Mon frère souriait à cette fille. Il semblait même gêné. Les filles ont ensuite payé l'addition, se sont levées et sont passées à côté de nous :
"- Alors les gars, on profite de la soirée ?" avait demandé une brune avec un sac à main criard vert fluo.
"- Et pas qu'un peu.
- Salut Christian. " avait ajouté la dénommée Lydia.
"- salut Lydia. " mon frère avait prononcé ces mots avec une voix que je ne connaissais pas. Il regardait intensément cette fille, pas seulement avec envie, comme les autres, mais avec respect. Il transpirait.
"- Bon les filles ! On y va ! Allez Lydia, pas le moment de s'endormir !"
Elles s'étaient ensuite éloignées vers la sortie, toujours en gloussant.
"- J'crois que t'as une touche Chris ! Chris ?"
Il était songeur, comme paralysé.


J'étais sur le point de le frapper pour qu'il se réveille, quand un groupe de trois garçons, plus jeunes que mon frère se sont approchés. "Décidemment, on ne peut jamais être calme." pensais-je.
"- Hey "Guys" ! ça va ? Tom, Léo, Dan, Rupert, Tim, Chris. Quoi de neuf ?
-Bah, tu sais la routine. Hey ! mais Bill n'est pas avec vous ?
- Il répare un câble. On joue juste après. Vous restez écouter ?
- On vient d'arriver, alors ouais.
- Cool, tu nous diras ce que tu penses de notre dernière compo ! C'est Bill qui l'a écrit d'ailleurs.
- Comme d'habitude, non?
- Ouais, enfin des fois on s'y met !
- J'voudrais bien savoir quand !"
Ces dernières paroles avaient été prononcées par un autre garçon qui venait d'arriver. Il était brun, les cheveux mis longs, environ un mètre soixante-dix. Il avait un petit visage, avec une lèvre inférieure épaisse, une peau lisse, et des yeux d'un vert que je n'avais encore jamais vu.
"- Tiens, Bill, te voilà. Il paraît que t'as humilié Scott la dernière fois ! C'est vrai ? » demanda Rupert.
« - Si apprendre à un type qui étudie soit disant la musique ce que c'est que de vivre pleinement une chanson, on peut dire ça."
Les autres ont tous ri. Ce mec ne devait pas avoir plus de vingt ans, et, par rapport à moi, on le respectait. Qu'avait-il de plus ? à part ces yeux perçants. C'est mon frère qui a rompu les ricanements :
"- Hey, Bill, je te présente ma s½ur : Sally. C'est d'elle dont je t'ai parlé la dernière fois. Tu devrais l'écouter chanter."
Quand il se tourna vers moi, j'ai rien su dire. Je ne me rappelle même pas avoir osé le regarder dans les yeux. Pourtant c'est de ses yeux dont j'ai le plus nette souvenir. Il m'a dévisagée, a sourit, puis a dit :
"- T'as qu'à passer au studio quand tu peux." Voyant que je ne répondais pas, il ajouta :
"- Bon les gars, j'suis venu vous dire que c'est à nous. Si ça vous intéresse encore, bien sûr."

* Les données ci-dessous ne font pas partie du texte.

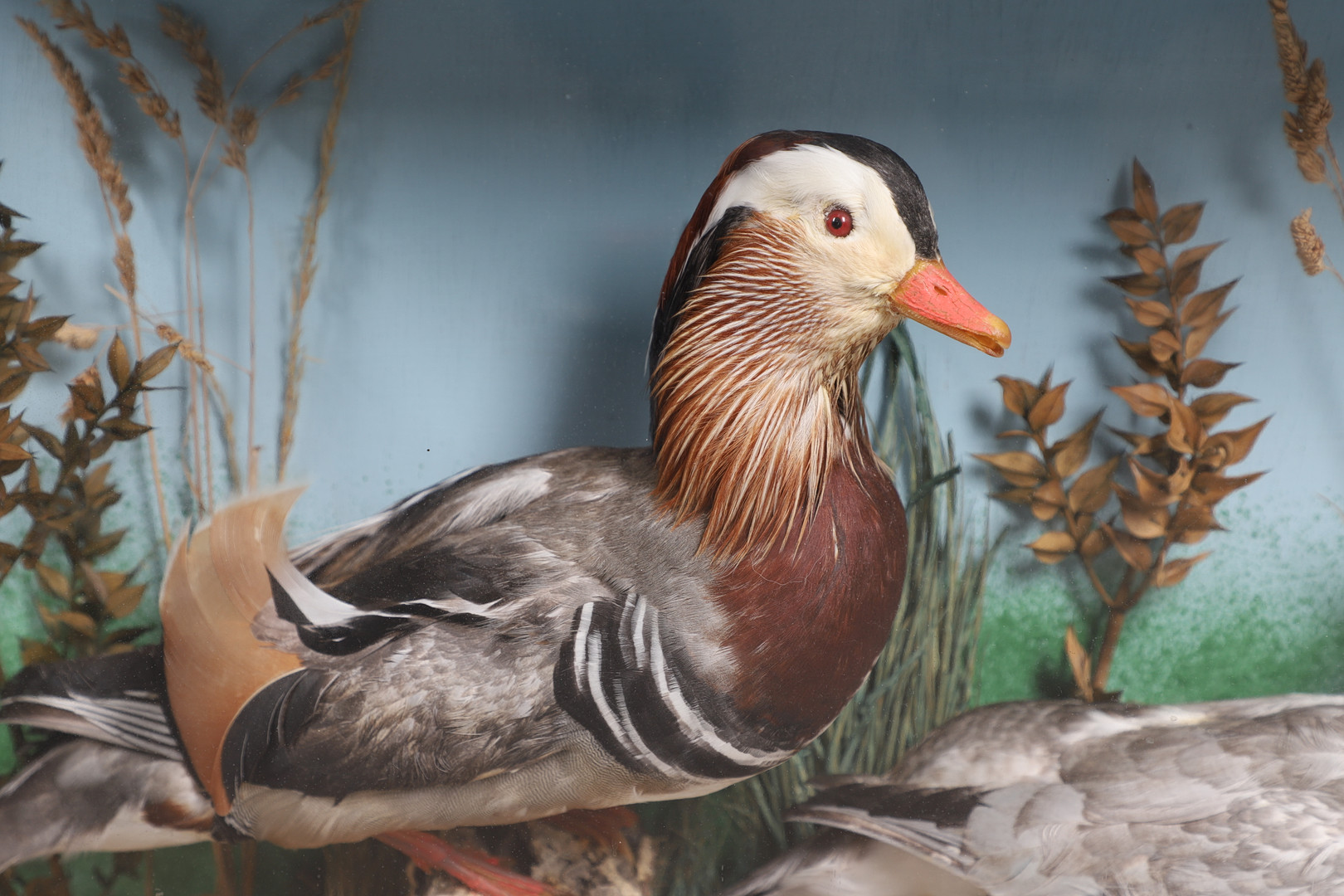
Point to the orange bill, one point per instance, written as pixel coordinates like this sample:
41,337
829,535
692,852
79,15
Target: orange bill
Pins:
930,296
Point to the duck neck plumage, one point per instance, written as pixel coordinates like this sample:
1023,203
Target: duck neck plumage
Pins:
760,430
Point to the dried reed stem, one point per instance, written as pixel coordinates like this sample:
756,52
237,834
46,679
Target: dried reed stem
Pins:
97,148
251,336
308,251
1304,86
1311,247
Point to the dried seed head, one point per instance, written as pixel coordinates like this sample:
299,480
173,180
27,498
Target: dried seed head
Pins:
1311,250
1312,165
125,262
244,125
187,349
1315,110
93,134
1292,51
77,336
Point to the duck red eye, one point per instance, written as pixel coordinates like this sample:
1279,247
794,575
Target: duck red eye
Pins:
839,223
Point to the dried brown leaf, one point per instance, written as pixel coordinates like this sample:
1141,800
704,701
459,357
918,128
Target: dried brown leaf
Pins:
1092,489
1146,399
1151,312
11,451
119,362
124,429
1185,433
1211,409
1237,444
78,622
155,364
30,358
1019,468
1053,547
124,601
1137,284
1153,486
1129,227
1210,488
1187,268
1181,222
1071,451
1174,571
38,652
1079,663
1132,550
1146,197
1047,500
1049,409
56,582
1142,520
1018,394
1205,306
1093,544
1163,345
1149,260
1205,373
1020,494
1142,356
1191,523
1199,336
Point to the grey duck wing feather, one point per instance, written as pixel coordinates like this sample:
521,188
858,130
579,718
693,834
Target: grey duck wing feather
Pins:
523,624
1233,796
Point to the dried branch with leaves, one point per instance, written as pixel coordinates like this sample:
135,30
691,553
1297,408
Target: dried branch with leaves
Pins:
233,129
1175,473
66,494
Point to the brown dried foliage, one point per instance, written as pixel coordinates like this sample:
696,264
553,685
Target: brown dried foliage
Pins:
1172,475
236,129
66,496
1307,130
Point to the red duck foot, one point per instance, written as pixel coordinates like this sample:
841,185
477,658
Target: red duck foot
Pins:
601,826
474,868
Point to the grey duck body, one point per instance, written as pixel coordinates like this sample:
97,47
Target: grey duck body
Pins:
1051,798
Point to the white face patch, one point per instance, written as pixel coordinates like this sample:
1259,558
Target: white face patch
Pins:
800,186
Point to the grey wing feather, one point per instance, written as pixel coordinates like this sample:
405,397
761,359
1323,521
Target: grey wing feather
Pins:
1230,796
84,796
440,624
841,864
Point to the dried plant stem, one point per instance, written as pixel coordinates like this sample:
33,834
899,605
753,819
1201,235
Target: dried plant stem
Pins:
251,338
112,186
308,251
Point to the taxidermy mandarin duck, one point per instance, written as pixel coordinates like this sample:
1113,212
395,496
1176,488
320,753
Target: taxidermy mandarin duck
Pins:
1062,798
581,629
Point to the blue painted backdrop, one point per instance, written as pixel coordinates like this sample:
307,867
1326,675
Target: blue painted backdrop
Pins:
513,178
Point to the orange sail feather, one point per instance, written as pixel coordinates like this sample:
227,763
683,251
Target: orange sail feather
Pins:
216,585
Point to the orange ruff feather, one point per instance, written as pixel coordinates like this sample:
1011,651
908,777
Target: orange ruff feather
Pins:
214,587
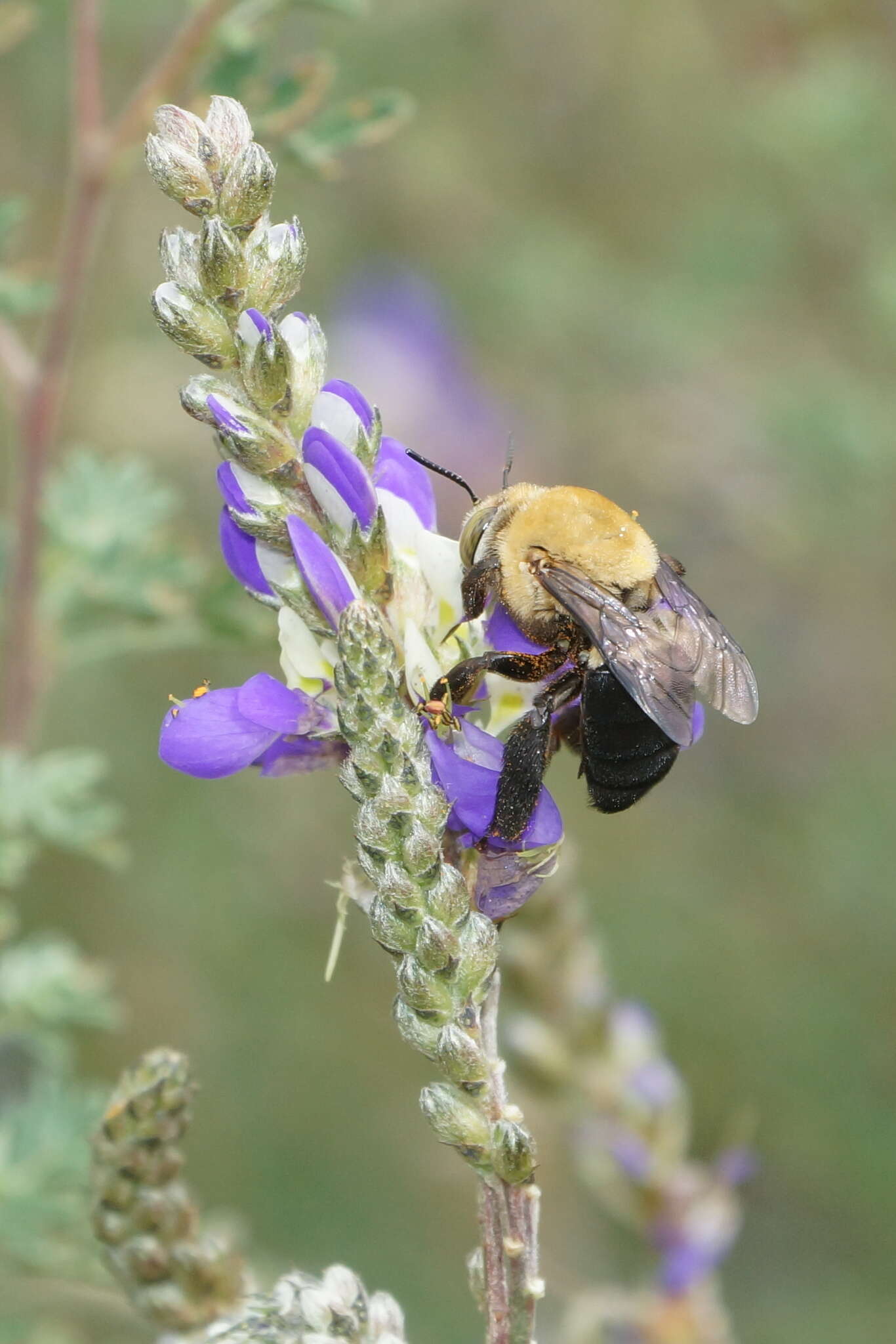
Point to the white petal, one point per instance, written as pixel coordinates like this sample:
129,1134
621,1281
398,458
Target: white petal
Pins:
332,413
329,499
421,665
439,561
277,568
402,523
256,488
302,658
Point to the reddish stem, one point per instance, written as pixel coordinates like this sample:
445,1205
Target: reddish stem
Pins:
43,398
43,383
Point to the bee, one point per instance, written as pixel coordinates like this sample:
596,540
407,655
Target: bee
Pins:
628,644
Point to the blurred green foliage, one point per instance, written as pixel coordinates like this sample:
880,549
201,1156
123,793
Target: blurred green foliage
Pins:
668,238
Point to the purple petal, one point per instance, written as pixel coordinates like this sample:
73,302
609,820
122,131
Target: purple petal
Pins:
630,1154
687,1263
737,1166
232,491
504,882
300,756
504,633
324,579
697,722
241,556
226,420
656,1083
210,738
355,400
260,323
342,469
272,705
468,770
401,474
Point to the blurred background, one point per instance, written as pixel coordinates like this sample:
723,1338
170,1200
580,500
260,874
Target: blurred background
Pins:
656,243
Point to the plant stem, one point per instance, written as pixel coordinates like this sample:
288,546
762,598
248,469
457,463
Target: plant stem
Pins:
510,1240
43,398
42,383
169,72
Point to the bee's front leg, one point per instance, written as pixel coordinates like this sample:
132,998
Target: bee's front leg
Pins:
465,678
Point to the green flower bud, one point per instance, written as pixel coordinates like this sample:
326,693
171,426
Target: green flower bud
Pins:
229,125
180,174
249,438
197,327
179,253
264,362
422,990
384,1319
456,1122
476,1277
449,900
512,1152
437,946
479,955
222,266
419,1034
247,187
193,398
277,257
393,932
461,1058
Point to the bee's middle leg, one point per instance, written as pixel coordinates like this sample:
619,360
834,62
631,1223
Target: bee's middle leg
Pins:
525,759
465,678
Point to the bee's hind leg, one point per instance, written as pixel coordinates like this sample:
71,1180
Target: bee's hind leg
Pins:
525,759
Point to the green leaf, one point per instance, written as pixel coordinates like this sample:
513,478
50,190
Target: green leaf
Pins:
110,547
43,1175
51,800
45,983
20,297
365,120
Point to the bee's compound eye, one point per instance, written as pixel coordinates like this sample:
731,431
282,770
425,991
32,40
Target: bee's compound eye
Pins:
473,533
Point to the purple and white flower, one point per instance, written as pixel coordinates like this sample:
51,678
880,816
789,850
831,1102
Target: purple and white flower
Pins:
261,722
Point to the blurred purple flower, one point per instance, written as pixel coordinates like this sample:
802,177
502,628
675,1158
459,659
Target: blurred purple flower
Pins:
261,722
396,327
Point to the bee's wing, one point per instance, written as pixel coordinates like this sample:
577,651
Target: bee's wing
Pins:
723,674
656,660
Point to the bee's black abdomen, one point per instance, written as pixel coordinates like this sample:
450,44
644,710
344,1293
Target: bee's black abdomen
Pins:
624,751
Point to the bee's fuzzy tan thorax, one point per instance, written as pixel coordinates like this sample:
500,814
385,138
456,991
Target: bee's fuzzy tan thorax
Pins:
573,524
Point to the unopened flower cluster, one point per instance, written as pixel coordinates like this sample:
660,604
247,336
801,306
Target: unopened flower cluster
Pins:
319,510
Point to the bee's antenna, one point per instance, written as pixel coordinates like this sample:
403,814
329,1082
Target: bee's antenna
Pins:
508,461
442,471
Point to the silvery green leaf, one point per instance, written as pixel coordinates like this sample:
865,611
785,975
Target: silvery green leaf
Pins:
366,120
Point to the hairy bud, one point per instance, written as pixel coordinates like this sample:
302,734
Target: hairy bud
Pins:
247,187
456,1122
192,324
222,268
180,174
512,1152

Après je ne me souviens de rien. A part que, quand il était sur scène, personne dans la salle ne faisait autre chose que le regarder. Il portait et jouait de sa guitare avec une telle facilité que s'en était affligeant. Quand il a commencé à chanter cette mélodie pop punk, sa voix m'a étranglée, ensorcelée, anéantie, transpercée. Jamais une voix n'a été aussi clair et transparente que l'eau. Jamais une voix n'a eu autant de haine et de violence. Jamais une voix n'avait été d'une telle passion ardente. Elle se cassait contre les murs, fragile. Elle rebondissait sur les lumières de la salle avec tant de force.
La première fois que j'ai entendu cette voix, je savais que jamais plus, je ne pourrai en entendre une autre de la sorte.





Ce vendredi soir était le commencement du reste de ma vie. J'étais amoureuse.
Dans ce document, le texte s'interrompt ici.